In the middle of December, we did the post test. You can see in orange that all of the the beginning students that couldn't read jumped up and and then there were these spikes. I talked with the the people who did the testing and the teacher about the spikes that went down and they said: “Well, you know sometimes people have a bad day. You just never know.” But the majority of the spikes are going up. The student median reading gains were 3.8 to 5.0, grade equivalent growth and the overall improvement was 1.2 grade levels. And spelling went up.

Jerri: And that improvement happened over three months. That wasn’t a full school year.

Narda: Right. A lot of these the kids went up 3.8 to 5 grade levels.

Jerri: And I look at the ones at the bottom, the two through ten that really couldn't read. Now they're about fourth grade level. That really can get you places, to be able to read like a fourth grader.

Narda: Then they practice reading and practice their new skill of sounding out words through books that are coded with our symbols. They’re fun, funny, engaging stories. I love humor. They want to keep reading the next book, the next book, the next book, because they're engaging and humorous.

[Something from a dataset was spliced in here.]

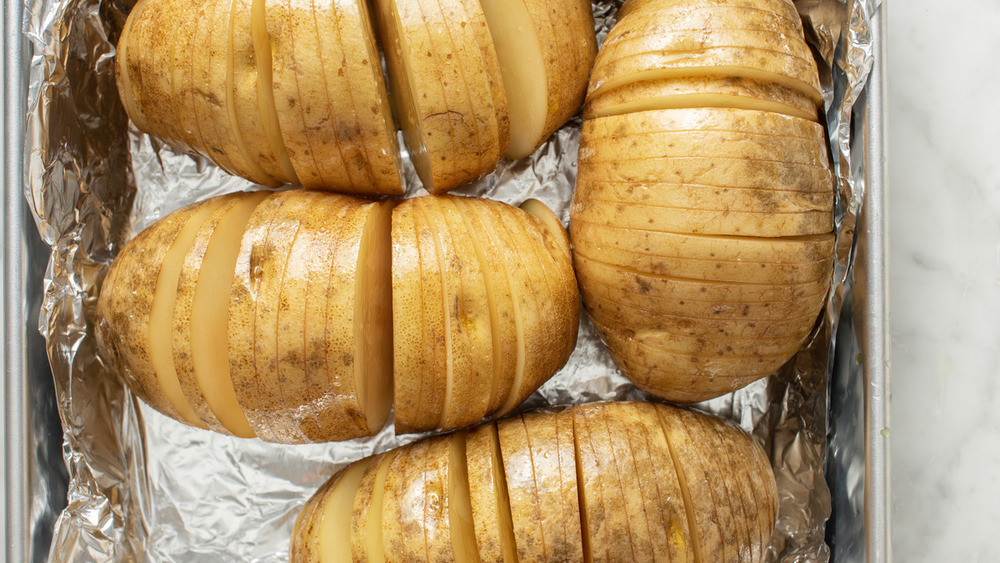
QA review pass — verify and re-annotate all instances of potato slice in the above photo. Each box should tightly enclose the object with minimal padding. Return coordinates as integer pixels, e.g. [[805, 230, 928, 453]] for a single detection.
[[587, 46, 823, 104], [497, 417, 548, 561], [571, 221, 833, 285], [624, 402, 696, 561], [448, 431, 481, 563], [302, 198, 367, 442], [573, 190, 833, 238], [609, 0, 802, 40], [189, 1, 248, 176], [273, 195, 357, 442], [231, 0, 298, 184], [382, 440, 433, 563], [146, 196, 234, 428], [576, 253, 829, 306], [594, 320, 805, 403], [482, 0, 597, 159], [572, 405, 635, 561], [520, 199, 570, 257], [576, 178, 834, 218], [227, 191, 297, 440], [325, 202, 392, 436], [452, 0, 510, 161], [430, 196, 493, 429], [600, 405, 667, 561], [376, 0, 464, 193], [318, 457, 378, 563], [392, 200, 432, 432], [465, 422, 517, 563], [354, 200, 394, 434], [221, 0, 283, 187], [618, 0, 802, 26], [249, 190, 320, 443], [520, 413, 584, 561], [584, 270, 826, 322], [288, 472, 336, 563], [691, 417, 762, 563], [657, 407, 735, 561], [583, 76, 820, 122], [423, 435, 455, 561], [171, 198, 245, 436], [432, 0, 509, 183], [351, 451, 396, 563], [130, 2, 185, 148], [336, 0, 403, 194], [447, 197, 524, 413], [488, 200, 580, 413], [97, 203, 221, 419], [602, 24, 819, 67], [577, 152, 833, 192], [173, 192, 267, 438], [270, 0, 348, 189], [170, 2, 212, 154], [570, 221, 834, 274], [392, 199, 452, 433]]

Often when they get to a book that is harder than their grade level, this happens not just in that this school, but across a lot of students and people teaching their kids to read. They say, and we talk about it in the teacher training portion of our program, you know they might be a third grader and they've read all the books up to that level but go ahead and entice them with the fourth grade book and say: “This is above your level but you can sound out words now and the symbols are there.” Often students test out one grade level higher than the grade level that they were even challenged in the first place.

We have video testimonials on our testimonial page of that example of that happening.

Jamie: That's incredible. Of course, the books are engaging, as you described, and humorous but they are also motivated because of the self-esteem that has been built, and also the fact that there's such a strong scaffold in place. So that they can go above their grade level. Because of these strong scaffolds in place, because of the self-esteem that’s been built, they’re going and they're becoming risk takers at the same time, which is really fantastic as well.

Narda: Another thing people ask: “What about the symbols? Do they have to have them forever?” In Japan, the hiragana symbols are underneath the kanji everywhere all the time. And that's what I thought. Oh, they’re always going to need symbols. That’s not what happens. They're like training wheels on a bicycle. Once they learn the bike, they don't want the training wheels. Those symbols are in their mind and when they get to a word they don't know, they're like oh: “Here's an a. It could be this this or this.” And they can sound out the word. They don't need the symbols anymore.

Jamie: They're learning to put it in context. They're using context clues and their other reading skills that they've been learning along the way in combination with this. So now, just like you said, those training wheels that scaffold can be removed and they're able to put this into place.

Narda: They learn to sound out words, instead of guessing or giving up they know: “Okay. Here's a word.” And words go from being scary to being fascinating. “I wonder what this word is? I can figure this out.” Because you're right their confidence goes through the roof.

Jamie: And I love, some of the reading programs that tend to work, take a long period of time. They take up a lot of time in class and it's in isolation. It’s a lot of repetitive practice that is in isolation of actual reading, like words embedded in a book in an authentic situation. Here they are learning to read with that authenticity of these words being in a story and so they're learning those context clues along the way.